There seems to be quite a lot of identical information on the Internet about writing the following 3 bootloaders:
Infinite loop jmp $
Print a single character
Print "Hello World".
This is fantastic, and I've gone through these 3 variations with very little trouble.
I'd like to write some 32- or 64-bit code in C and compile it, and call that code from the bootloader... basically a bootloader that, for example, sets the computer up to run some simple numerical simulation. I'll start by listing primes, for example, and then maybe some input/output from the user to maybe compute a Fourier transform. I don't know.
I haven't found any information on how to do this, but I can already foresee some problems before I even begin.

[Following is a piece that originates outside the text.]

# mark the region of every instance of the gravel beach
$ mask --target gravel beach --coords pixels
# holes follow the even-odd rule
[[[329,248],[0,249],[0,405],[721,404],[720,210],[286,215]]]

First of all, compiling a C program compiles it into one of several different files, depending on the target. For Windows, it's a PE file. For Linux, it's a .out file. These files are both quite different. In my instance, the target isn't Windows or Linux, it's just whatever I have written in the bootloader.
Secondly, where would the actual code reside? The bootloader is exactly 512 bytes, but the program I write in C will certainly compile to something much larger. It will need to sit on my (virtual) hard disk, probably in some sort of file system (which I haven't even defined!) and I will need to load the information from this file into memory before I can even think about executing it. But from my understanding, all this is many, many orders of magnitude more complex than a 12-line "Hello World" bootloader.
So my question is: How do I call a large 32- or 64-bit program (written in C/C++) from my 16-bit bootloader.